Ben diziyi şirketin Youtube kanalından izledim. Orada mutlaka İngilizce altyazı oluyor. Ama bazen gönüllü çevirmenlerin başka dillerde eklediği altyazılar da olabiliyor. Bakarsınız. Buraya bırakıyorum siteyi. Dizinin konusuna gelelim o halde. Thannam 17 yaşında bir genç kızdır. Bir gece göl kenarında otururken buluruz onu. Bir başka yerde de Thannam'ın erkek kardeşi doğmak üzeredir. Bu iki farklı mekan arası olanları izlerken Thannam yerinden kalkar ve göle girerek intihar eder. Bir hayat doğarken bir hayat kendi isteğiyle veda etmiştir bu dünyaya. Daha sonra aradan tam 17 yıl geçmişken kalan insanların nasıl yaşadığını izlemeye başlarız. Tonmai, Thannam'ın erkek kardeşi, ablasının öldüğü gün doğduğu için asla doğum günü kutlamamış, babasından hep sert bir tavır görmüş bir çocuktur. Tek arkadaşı Noina ismindeki bir kızdır. Okulda dışlanır, evde babasından sevgi göremez, Noina'dan hoşlanırken onun en yakın arkadaşı olarak yanında olup sevgilisi ile mutlu hallerini izlemek zorunda kalır. Hayatı böyle bir haldeyken 17. yaş günü gelir. Babası her seneden farklı olarak bu sene ona bir hediye verir. Bu hediye ablasının odasıdır. Buna çok sevinen Tonmai büyük bir heyecanla odayı keşfetmeye başlar. O sırada lambanın bozuk olduğunu keşfeder ve gidip ampülü değiştirir. Tam ışık geri geldiğinde yanı başında kendini izleyen birini fark eder. Dikkatli bakınca bunun ablasının anma fotoğraflarındaki kıza çok benzediğini anlar. O an ablasının hayaletinin 17 yıldır bu odada hapsolduğunu öğrenir. Thannam öldüğü zamandan beri buradadır. Ama hafızasını kaybetmiştir ve neden hala reankarne olmadığını anlamayamıyordur. Tonmai ablasına geçmişte olanları hatırlaması konusunda yardım ederken bir yandan da onunla yaşamayadığı abla-kardeş ilişkisini yaşamaya başlar. İki kardeş birbirlerine her koşulda destek olup birbirlerinin hayatını güzelleştirmek için çabalarlar. Ama Tonmai'in anlamadığı bir şey vardır. Bu kadar güzel bir hayatı olan ablası neden ölmek istemiştir? Geçmişe gidildikçe hiçbir şeyin göründüğü gibi olmadığını, gerçeğin çok farklı olduğunu anlar. 

***
Ben diziyi çok ama çok beğendim. Ağlamaktan bir hal oldum bile diyebilirim. Öyle dağıttı beni. Hikayesi, karakterleri, müzikleri her şeyiyle öyle güzel öyle anlamlıydı ki. Mutlaka izleyin derim. Tayland dizilerinde bazı teknik bozukluklara rastlanabiliyor ya da bana izlerken saçma gelen sahneler oluyor bazen. Ama bu dizide rahatsız olduğum hiçbir nokta olmadı diğer şikayetlerimdeki gibi. Başrol kızı zaten çok seviyorum. Bloğa yazdığım 3 Will Be Free dizisinden de oynuyor. Çok yetenekli biri bana göre. 

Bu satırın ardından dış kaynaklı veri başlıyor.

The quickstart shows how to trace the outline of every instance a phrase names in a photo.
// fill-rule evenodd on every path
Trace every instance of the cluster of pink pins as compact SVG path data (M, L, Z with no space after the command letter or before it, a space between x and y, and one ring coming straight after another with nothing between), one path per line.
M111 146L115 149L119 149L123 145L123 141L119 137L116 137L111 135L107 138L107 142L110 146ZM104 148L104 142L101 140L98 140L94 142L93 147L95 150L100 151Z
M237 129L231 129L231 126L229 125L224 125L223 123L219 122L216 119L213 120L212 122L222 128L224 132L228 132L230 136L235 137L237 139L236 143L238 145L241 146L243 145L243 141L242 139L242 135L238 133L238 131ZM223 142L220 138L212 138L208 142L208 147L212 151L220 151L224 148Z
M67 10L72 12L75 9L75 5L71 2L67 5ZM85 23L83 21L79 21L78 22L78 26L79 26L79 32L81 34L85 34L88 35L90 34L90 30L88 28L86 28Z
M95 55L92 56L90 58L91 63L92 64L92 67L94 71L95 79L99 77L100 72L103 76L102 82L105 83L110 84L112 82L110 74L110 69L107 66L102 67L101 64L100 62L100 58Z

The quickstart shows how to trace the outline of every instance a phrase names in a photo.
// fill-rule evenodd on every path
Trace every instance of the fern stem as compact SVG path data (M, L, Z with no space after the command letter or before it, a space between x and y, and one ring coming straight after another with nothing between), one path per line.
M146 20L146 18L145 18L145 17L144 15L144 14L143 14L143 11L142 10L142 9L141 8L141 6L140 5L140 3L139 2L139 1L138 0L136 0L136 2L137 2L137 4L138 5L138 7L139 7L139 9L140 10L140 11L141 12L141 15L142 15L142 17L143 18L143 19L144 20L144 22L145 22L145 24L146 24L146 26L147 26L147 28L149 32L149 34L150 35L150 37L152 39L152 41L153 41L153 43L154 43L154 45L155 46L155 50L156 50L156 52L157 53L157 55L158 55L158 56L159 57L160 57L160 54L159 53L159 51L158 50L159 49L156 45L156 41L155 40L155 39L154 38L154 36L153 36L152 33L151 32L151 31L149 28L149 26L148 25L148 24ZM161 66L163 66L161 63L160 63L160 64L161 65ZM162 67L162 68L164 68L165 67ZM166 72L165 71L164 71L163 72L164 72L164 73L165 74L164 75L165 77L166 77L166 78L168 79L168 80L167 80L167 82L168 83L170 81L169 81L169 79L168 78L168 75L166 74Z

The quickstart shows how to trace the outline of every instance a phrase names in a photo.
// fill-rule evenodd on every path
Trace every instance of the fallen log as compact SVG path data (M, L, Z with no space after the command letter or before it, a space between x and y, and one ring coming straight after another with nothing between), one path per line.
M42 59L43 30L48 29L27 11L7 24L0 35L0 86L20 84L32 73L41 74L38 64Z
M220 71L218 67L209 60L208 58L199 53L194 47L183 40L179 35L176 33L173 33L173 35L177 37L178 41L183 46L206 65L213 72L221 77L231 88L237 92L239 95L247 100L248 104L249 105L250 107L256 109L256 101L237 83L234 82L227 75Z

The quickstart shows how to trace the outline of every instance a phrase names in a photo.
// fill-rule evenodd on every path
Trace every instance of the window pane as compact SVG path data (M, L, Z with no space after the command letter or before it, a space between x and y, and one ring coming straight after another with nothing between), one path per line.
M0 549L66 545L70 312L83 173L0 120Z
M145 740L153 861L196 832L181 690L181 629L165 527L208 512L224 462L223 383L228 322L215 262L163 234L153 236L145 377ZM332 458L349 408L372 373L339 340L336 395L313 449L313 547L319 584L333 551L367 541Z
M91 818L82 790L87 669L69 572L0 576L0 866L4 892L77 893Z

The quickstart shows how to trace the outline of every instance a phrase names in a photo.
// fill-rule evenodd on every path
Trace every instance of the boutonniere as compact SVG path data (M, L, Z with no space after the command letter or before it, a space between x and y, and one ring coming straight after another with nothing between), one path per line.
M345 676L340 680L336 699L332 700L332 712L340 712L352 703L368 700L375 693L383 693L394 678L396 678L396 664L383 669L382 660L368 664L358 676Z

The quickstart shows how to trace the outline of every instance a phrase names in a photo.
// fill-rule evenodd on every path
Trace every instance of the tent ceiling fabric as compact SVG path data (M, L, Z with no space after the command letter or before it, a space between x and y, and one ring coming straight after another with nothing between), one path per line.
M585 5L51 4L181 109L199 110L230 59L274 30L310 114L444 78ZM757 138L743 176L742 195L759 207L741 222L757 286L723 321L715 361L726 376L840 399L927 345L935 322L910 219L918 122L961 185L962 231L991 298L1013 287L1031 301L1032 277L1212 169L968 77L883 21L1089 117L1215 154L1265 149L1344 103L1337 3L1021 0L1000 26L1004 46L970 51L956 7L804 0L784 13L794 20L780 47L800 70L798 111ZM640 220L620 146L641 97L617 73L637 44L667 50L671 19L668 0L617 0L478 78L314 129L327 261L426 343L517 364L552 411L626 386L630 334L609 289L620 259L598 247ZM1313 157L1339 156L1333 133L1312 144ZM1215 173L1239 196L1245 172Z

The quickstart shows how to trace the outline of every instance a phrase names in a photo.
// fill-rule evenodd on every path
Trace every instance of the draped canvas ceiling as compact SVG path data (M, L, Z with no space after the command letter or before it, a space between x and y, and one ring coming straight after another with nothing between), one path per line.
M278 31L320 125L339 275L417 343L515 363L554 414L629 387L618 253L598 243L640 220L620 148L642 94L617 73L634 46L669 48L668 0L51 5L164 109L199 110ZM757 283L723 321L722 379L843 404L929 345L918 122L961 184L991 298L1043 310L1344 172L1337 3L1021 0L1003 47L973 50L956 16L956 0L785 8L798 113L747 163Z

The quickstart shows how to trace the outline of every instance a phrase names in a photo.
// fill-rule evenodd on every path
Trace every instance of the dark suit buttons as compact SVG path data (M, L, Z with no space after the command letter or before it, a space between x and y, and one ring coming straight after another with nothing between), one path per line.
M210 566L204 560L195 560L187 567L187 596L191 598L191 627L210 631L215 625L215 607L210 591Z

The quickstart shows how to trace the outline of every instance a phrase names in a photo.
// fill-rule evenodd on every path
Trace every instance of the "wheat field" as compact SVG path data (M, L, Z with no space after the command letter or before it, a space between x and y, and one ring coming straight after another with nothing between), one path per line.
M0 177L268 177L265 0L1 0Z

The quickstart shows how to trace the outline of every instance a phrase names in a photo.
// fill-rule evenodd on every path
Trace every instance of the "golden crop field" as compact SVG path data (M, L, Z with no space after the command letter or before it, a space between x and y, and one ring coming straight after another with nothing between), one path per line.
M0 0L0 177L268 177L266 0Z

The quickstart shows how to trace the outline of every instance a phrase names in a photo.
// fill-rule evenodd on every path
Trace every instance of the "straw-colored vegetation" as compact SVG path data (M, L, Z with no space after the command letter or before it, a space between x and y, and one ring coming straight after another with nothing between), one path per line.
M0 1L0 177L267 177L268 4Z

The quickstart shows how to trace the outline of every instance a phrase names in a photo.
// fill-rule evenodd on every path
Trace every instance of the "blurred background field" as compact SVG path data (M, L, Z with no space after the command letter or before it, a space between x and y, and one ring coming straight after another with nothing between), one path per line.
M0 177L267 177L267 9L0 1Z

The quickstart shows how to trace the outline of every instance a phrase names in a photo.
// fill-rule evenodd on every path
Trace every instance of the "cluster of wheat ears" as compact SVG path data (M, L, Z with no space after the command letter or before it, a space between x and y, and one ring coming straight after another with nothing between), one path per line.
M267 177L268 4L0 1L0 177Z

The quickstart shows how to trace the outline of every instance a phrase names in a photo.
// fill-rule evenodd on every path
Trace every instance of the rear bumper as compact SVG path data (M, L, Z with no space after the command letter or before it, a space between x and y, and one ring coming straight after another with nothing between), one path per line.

Şimdilik bu kadarla bitireyim. Geç de olsa yazabilidğim için mutluyum. Umarım ilginizi çeker ve umarım izleyenler beğenir. Yorumlarda konuşabiliriz dizi hakkında. Ben de çok ayrı bir yer edindi kendine. İyi ki izlemişim diyorum. :)
Mutlulukla kalın.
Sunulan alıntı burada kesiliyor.